Dogmatism vs. Narcissism

David Brooks argues that the real danger is not in Mel Gibson's "religious dogmatism", but in the sentimentalism of books such as Mitch Albom's, "The Five People You Meet in Heaven."

I worry about Albom more, because while religious dogmatism is always a danger, it is less of a problem for us today than the soft-core spirituality that is its opposite. As any tour around the TV dial will make abundantly clear, we do not live in Mel Gibson's fire-and-brimstone universe. Instead, we live in a psychobabble nation. We've got more to fear from the easygoing narcissism that is so much part of the atmosphere nobody even thinks to protest or get angry about it...

Here, sins are not washed away. Instead, hurt is washed away. The language of good and evil is replaced by the language of trauma and recovery. There is no vice and virtue, no moral framework to locate the individual within the cosmic infinity of the universe.
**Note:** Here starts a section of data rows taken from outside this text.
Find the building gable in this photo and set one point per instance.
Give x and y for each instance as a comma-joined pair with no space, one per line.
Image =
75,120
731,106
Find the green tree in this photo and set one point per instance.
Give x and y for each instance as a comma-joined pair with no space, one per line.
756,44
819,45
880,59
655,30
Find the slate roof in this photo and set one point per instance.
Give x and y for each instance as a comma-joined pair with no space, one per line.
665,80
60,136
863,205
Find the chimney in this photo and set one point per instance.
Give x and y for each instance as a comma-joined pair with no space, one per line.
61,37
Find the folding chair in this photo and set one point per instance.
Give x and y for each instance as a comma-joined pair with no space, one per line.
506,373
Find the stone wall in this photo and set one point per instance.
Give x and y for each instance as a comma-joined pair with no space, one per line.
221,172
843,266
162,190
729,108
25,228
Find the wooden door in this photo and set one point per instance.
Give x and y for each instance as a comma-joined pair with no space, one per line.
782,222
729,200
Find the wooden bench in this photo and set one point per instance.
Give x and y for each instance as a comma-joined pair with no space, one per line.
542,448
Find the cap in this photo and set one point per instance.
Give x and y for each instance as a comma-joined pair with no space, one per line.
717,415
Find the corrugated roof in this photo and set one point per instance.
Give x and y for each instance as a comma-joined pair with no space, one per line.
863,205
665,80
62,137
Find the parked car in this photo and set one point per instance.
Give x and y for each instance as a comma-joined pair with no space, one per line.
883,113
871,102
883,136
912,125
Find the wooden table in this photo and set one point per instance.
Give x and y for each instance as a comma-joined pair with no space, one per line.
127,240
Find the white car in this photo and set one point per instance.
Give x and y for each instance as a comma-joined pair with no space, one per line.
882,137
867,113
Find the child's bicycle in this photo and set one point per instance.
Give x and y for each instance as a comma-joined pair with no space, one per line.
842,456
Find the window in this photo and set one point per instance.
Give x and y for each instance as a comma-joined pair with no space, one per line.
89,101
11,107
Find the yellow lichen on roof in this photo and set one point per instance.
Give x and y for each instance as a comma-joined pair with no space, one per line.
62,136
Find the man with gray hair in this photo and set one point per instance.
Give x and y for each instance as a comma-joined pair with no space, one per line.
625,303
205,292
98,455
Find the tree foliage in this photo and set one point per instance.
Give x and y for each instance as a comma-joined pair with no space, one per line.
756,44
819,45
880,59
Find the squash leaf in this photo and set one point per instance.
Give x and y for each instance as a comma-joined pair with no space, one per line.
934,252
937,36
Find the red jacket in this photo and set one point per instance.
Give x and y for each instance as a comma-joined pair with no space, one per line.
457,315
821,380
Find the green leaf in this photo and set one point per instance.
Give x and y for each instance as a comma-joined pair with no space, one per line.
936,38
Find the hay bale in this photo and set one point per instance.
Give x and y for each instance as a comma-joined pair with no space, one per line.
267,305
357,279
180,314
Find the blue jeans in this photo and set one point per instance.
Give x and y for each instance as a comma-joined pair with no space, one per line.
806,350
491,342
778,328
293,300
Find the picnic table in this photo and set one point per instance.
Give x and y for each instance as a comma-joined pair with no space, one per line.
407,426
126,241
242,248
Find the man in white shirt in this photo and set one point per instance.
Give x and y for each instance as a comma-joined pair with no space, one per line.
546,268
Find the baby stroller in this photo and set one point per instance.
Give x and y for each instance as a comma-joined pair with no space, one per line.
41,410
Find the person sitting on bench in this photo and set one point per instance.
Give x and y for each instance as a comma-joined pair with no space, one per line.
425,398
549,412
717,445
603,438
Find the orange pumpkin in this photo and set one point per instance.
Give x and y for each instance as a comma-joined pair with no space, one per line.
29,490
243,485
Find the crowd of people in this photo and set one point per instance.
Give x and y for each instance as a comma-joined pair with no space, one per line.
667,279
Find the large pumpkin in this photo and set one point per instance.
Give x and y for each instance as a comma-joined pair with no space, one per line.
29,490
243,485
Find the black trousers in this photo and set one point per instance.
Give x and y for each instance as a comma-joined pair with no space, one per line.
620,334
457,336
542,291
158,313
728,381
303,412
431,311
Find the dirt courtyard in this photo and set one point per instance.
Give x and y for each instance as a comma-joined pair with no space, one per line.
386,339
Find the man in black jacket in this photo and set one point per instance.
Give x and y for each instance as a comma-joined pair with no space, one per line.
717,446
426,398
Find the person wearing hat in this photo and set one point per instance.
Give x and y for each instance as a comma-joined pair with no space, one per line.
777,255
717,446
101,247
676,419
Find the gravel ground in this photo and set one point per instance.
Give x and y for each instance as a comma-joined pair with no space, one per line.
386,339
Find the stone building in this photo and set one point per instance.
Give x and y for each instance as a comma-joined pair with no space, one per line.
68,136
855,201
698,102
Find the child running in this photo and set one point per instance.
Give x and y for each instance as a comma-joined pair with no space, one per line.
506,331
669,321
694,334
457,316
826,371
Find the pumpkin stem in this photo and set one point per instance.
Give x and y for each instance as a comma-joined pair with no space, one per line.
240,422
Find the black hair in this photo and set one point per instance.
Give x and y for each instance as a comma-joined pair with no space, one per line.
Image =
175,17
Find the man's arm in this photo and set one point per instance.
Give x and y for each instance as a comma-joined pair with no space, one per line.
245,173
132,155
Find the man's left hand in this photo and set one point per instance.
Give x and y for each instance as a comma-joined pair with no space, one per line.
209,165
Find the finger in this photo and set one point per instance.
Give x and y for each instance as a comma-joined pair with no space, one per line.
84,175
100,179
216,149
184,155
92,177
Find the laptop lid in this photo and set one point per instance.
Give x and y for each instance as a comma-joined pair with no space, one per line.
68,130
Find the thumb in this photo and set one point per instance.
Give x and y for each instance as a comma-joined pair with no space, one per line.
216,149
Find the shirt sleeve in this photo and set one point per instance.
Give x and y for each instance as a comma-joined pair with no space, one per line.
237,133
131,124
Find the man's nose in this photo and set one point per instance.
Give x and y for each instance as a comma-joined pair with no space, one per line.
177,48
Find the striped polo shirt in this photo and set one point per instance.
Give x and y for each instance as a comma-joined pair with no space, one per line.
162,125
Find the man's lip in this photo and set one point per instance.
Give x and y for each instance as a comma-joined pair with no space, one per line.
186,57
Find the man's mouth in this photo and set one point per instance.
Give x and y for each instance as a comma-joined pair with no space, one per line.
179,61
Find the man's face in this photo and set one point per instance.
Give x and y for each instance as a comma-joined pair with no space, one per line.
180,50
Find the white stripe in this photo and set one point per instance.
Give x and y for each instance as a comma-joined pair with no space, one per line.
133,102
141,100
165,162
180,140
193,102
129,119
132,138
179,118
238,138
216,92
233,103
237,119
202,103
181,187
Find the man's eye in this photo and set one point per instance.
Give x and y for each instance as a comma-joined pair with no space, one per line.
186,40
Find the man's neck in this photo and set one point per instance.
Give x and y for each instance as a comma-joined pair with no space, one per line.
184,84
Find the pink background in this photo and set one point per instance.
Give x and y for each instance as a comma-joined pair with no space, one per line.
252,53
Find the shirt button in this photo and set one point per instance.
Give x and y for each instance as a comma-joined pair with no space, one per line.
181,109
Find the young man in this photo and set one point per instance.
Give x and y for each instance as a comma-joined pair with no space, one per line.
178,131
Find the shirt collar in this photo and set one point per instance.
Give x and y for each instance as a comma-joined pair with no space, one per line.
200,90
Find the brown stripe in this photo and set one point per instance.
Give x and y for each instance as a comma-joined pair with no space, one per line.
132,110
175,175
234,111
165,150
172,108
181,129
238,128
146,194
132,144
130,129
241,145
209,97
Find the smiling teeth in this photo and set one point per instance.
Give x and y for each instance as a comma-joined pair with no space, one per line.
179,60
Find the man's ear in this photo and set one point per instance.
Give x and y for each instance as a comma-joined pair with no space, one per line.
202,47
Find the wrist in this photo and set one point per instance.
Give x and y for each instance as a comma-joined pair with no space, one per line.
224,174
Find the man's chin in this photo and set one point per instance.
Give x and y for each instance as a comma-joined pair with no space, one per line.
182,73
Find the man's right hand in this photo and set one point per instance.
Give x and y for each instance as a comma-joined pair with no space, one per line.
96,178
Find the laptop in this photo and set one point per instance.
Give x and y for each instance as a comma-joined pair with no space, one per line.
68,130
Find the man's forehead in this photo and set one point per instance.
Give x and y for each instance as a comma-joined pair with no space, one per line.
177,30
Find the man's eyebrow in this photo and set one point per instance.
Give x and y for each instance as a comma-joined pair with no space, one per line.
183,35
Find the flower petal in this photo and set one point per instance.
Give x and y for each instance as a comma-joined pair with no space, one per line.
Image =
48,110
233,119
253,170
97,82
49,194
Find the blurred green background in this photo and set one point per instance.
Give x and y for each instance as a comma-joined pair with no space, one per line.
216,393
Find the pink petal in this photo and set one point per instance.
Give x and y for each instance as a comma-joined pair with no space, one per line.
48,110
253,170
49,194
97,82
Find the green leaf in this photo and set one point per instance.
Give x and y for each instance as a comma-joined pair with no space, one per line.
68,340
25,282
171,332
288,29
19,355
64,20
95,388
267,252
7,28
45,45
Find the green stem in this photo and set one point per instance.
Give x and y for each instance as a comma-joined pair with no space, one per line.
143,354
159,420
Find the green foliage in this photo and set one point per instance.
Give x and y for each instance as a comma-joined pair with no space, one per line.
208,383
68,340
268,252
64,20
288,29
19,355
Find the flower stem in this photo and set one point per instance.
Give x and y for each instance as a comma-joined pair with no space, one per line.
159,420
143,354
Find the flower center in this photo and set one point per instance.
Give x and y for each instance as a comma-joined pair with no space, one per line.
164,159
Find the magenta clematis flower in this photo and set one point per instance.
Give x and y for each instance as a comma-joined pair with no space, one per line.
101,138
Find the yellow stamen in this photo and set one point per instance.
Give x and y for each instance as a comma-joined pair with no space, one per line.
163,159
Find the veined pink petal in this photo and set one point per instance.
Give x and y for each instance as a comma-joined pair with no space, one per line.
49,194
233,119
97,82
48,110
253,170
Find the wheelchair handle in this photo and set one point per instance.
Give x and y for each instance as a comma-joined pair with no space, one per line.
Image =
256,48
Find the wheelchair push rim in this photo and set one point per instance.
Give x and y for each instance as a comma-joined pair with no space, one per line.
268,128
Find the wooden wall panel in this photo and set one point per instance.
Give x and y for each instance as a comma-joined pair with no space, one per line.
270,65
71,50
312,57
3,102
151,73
Instead there are just the right emotions ? Do you feel good about yourself? ? buttressed by an endless string of vague bromides about how special each person is, and how much we are all mystically connected in the flowing river of life...

The flap over Gibson's movie reminds us that religion can be a dangerous thing. It can be coarsened into gore and bloodshed and used to foment hatred. But we're not living in Afghanistan under the Taliban. Our general problem is not that we're too dogmatic. Our more common problems come from the other end of the continuum. Americans in the 21st century are more likely to be divorced from any sense of a creedal order, ignorant of the moral traditions that have come down to us through the ages and detached from the sense that we all owe obligations to a higher authority.

I haven't read "The Five People You Meet in Heaven," but watching Bruce Almighty left me with a similar thought. A vague spirituality that solely conceives of God as the ultimate Enabler is ultimately too weak to provide any answers to the difficult issues of evil, pain, suffering, damaged and destroyed relationships, and death that everyone faces.

One of the benefits of The Passion is that it stands as a corrective to modern American Christianity's conception of Jesus, which has been rather bland lately.

March 9, 2004 02:59 PM
2 Comments

Bland does not even begin to the scratch the surface of the spiritual relativism our country is griped with now. Point in case, ABC's 'Judas', "Jesus looks more like a California cult leader than the Messiah..." ( http://www.nytimes.com/2004/03/08/arts/television/08STAN.html ). While this review does not deal with the misrepresentations of the Gospel found in this "interpretive dramatization", it obviously shows some vital flaws, no matter how inadvertent.

Pondered by Jeff Price at March 9, 2004 04:04 PM

Like Thomas Hibbs noted "Instead of the man of sorrows bearing a cross, we have the smiling, winking "Buddy Christ" who gives America a big thumbs-up in the 1999 film Dogma."